La scheda della tesi su Ceruti di Claudia Musso e la scheda del catalogo della mostra dello stesso Vanoli ne ripercorrono le oscure vicende: registrata presso Enos Malagutti (pittore grafico e incisore), poi Gilberto Algranti e ancora nella Galleria d’Arte Lorenzelli di Bergamo, l’opera giunge con l’attribuzione a Giacomo Ceruti nella collezione di Giovanni Testori, un’ascrizione ufficializzata in occasione della mostra da lui curata nel 1966 (Giacomo Ceruti, 32 opere inedite) in cui era accostata a Maialino con verza, cipolla e coltello, un’altra sua splendida natura morta giudicata dello stesso autore entrambe unanimemente accettate senza riserva dalla letteratura critica successiva, prima fra tutti Mina Gregori nei suoi fondamentali testi su Ceruti (1982, 1987, 2011). La digitalizzazione recente di una ulteriore parte del materiale della Fototeca della Fondazione Federico Zeri di Bologna ne ha però determinato un inatteso stravolgimento poiché ha riversato nuove preziose informazioni agli studiosi anche relative a queste due opere. Alberto Crispo nel 2021 con un articolo su “Parma per l’Arte” (XXVII, 2021, pp. 301-325) ha segnalato infatti alcuni appunti scritti a mano da Federico Zeri stesso, grande esperto di falsificazioni, sul retro delle fotografie di queste due tele e di una terza accostata ad esse, in cui evidenzia non solo la triplice cancellazione della firma di Michael Hartwagner, un autore tedesco poco noto, ma nel caso della terza tela addirittura una decurtazione della stessa.
Le comuni vicende collezionistiche fanno ipotizzare quindi una “cerutizzazione” delle tre tele per renderle più appetibili al mercato collezionistico avvenuto probabilmente durante i passaggi di proprietà di non sempre adamantina chiarezza avvenuti in tempi precedenti all’ingresso della tela in oggetto alla raccolta Testori e purtroppo la scomparsa di tutti i personaggi citati, nonostante le approfondite ricerche nei relativi archivi, non ha permesso di individuare tempi e autori del delittuoso intervento.
Resta però una certezza, nonostante tale parola sia azzardata nel camaleontico e imprevedibile mondo dell’arte: per la Testa di maiale su un piatto, anatra, volatili, cavolo e frattaglie decade l’attribuzione al Pitocchetto e (vera o presunta?) si recupera l’identità dell’autore Michael Hartwagner.
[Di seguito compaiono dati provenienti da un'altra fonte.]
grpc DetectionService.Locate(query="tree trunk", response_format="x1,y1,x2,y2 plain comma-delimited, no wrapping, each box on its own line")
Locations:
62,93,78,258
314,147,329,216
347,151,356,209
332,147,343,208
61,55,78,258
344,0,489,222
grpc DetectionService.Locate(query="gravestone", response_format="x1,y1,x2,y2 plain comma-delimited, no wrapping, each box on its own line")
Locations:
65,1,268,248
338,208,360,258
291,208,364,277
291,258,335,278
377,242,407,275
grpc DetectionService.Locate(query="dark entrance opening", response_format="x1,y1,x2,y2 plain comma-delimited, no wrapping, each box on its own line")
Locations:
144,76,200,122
Il catalogo, edito da Dario Cimorelli Editore in occasione dell’allestimento, offre la possibilità al pubblico di confrontarsi con la storia collezionistica di Poletti tramite gli interventi effettuati dal curatore Paolo Vanoli e da numerosi studiosi come Alessandro Morandotti, Giuseppe Frangi, Maria Serena Matarrese, mentre la nutrita sezione che accoglie le testimonianze di storici dell’arte, antiquari, amici collezionisti come Maria Teresa Fiorio, Francesco Frangi, Mina Gregori, Vittorio Sgarbi, Nicola Spinosa costituisce un dono di grande valore per assaporare il prezioso ruolo esercitato da Poletti.